Une dernière remarque a trait à la nationalité des indigènes du territoire placé sous mandat. La loi de 1925 ne fait état que des « ressortissants » du Ruanda-Urundi (art. 6). Du point de vue juridique la nationalité est le lien de dépendance entre une personne et un Etat. Ce lien, rompu par l’art. 119 du Traité de Versailles, ne pouvait exister entre les indigènes du territoire et l’Allemagne. Il ne pouvait exister davantage entre eux et le Ruanda-Urundi, les cinq principales puissances alliées et associées ou la Société des Nations, puisque ces entités ne rassemblaient pas les trois éléments constitutifs de l’Etat. Le lien de dépendance à l’égard d’un Etat pouvait se concevoir dans les rapports entre les populations sous mandat et la Belgique. Mais si la Belgique exerçait à leur égard les pouvoirs législatif, exécutif et judiciaire, sa souveraineté était limitée.
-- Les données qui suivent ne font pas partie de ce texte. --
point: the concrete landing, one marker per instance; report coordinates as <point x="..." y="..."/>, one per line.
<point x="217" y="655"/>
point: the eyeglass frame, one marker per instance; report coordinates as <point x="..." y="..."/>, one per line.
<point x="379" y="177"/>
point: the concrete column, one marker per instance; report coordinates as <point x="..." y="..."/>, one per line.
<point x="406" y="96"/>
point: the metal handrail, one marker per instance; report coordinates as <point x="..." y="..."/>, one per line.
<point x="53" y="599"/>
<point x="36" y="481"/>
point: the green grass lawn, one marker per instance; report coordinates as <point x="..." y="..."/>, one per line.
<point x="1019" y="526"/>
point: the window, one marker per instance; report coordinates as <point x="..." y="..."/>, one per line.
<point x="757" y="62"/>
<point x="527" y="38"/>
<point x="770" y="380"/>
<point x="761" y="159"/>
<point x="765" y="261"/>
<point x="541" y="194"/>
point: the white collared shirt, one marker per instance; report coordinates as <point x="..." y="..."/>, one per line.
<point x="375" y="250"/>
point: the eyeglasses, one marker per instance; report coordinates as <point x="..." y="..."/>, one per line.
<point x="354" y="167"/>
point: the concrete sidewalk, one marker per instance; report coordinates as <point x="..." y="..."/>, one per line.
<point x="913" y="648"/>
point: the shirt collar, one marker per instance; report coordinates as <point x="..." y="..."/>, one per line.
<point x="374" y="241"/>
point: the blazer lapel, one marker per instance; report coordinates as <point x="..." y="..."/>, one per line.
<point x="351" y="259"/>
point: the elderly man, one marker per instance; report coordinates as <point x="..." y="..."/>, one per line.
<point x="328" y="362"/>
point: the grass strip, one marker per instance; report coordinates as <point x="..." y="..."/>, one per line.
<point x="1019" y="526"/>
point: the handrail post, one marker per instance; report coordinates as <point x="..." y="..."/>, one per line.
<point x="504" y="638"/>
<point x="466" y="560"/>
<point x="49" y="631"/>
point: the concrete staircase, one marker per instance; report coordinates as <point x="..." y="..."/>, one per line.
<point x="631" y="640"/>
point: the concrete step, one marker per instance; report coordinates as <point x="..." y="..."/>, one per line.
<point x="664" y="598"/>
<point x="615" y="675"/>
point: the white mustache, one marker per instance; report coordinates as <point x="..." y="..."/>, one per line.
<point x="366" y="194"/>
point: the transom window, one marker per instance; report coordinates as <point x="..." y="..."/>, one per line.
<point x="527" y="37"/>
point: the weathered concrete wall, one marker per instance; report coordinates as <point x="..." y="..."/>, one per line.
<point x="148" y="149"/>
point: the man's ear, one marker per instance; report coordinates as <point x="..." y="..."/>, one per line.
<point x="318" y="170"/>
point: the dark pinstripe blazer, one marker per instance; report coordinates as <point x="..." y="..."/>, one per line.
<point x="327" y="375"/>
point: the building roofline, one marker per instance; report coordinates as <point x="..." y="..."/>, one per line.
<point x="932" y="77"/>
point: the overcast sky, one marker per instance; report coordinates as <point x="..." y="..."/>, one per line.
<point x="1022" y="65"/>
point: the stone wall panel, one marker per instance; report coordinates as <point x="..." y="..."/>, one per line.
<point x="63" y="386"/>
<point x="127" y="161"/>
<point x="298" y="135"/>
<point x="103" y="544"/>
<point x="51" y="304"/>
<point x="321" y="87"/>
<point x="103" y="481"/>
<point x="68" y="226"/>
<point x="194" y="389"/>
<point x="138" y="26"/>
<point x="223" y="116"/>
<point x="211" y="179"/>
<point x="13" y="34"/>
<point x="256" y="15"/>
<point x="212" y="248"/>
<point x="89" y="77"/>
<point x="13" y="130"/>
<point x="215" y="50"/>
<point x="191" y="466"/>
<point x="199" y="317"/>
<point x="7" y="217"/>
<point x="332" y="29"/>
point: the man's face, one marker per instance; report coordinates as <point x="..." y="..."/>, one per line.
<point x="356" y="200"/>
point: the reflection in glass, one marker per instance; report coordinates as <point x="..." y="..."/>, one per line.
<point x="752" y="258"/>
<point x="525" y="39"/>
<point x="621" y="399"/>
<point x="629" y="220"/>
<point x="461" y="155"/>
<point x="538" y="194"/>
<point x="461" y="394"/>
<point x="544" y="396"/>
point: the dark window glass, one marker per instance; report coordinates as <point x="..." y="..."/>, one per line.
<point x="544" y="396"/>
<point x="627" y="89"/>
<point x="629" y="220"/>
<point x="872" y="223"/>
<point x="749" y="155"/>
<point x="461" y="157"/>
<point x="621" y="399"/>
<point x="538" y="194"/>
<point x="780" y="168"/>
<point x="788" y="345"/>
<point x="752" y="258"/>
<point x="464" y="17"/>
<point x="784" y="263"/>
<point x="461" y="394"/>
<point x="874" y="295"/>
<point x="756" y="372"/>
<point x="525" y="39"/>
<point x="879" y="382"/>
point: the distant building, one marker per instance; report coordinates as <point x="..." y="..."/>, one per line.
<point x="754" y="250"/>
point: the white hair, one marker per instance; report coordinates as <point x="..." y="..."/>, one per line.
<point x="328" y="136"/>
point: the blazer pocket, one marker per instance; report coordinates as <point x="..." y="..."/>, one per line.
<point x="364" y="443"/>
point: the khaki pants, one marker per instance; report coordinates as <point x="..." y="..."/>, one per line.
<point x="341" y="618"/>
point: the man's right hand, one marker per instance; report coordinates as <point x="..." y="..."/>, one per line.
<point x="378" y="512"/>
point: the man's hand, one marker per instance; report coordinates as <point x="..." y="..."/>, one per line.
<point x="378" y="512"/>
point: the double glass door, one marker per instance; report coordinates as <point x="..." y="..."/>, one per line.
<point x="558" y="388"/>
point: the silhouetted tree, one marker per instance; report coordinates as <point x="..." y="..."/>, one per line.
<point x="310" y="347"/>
Dans cette situation le gouvernement belge préférait ne pas assimiler les populations du Ruanda-Urundi et se limitait à certaines constatations pratiques: « d’une part, que, dans l’administration intérieure, l’Etat mandataire possède le droit de régler ses relations avec les habitants du territoire sous mandat en leur assurant la même protection tutélaire qu’il dispense dans ses propres colonies; d’autre part, que, dans ses relations extérieures, l’article 127 du Traité de Versailles donne en termes exprès aux habitants du pays sous mandat le droit à la protection diplomatique de l’Etat mandataire ». Théoriquement, la lacune subsistait puisque, contrairement aux Congolais qui étaient des sujets belges., les ressortissants du Ruanda-Urundi n’étaient les sujets d’aucune puissance : ils n’avaient ni nationalité ni citoyenneté. C’est la raison pour laquelle le titre 1er du livre premier du Code civil congolais, qui traite de la nationalité, ne fut jamais rendu exécutoire au Ruanda-Urundi.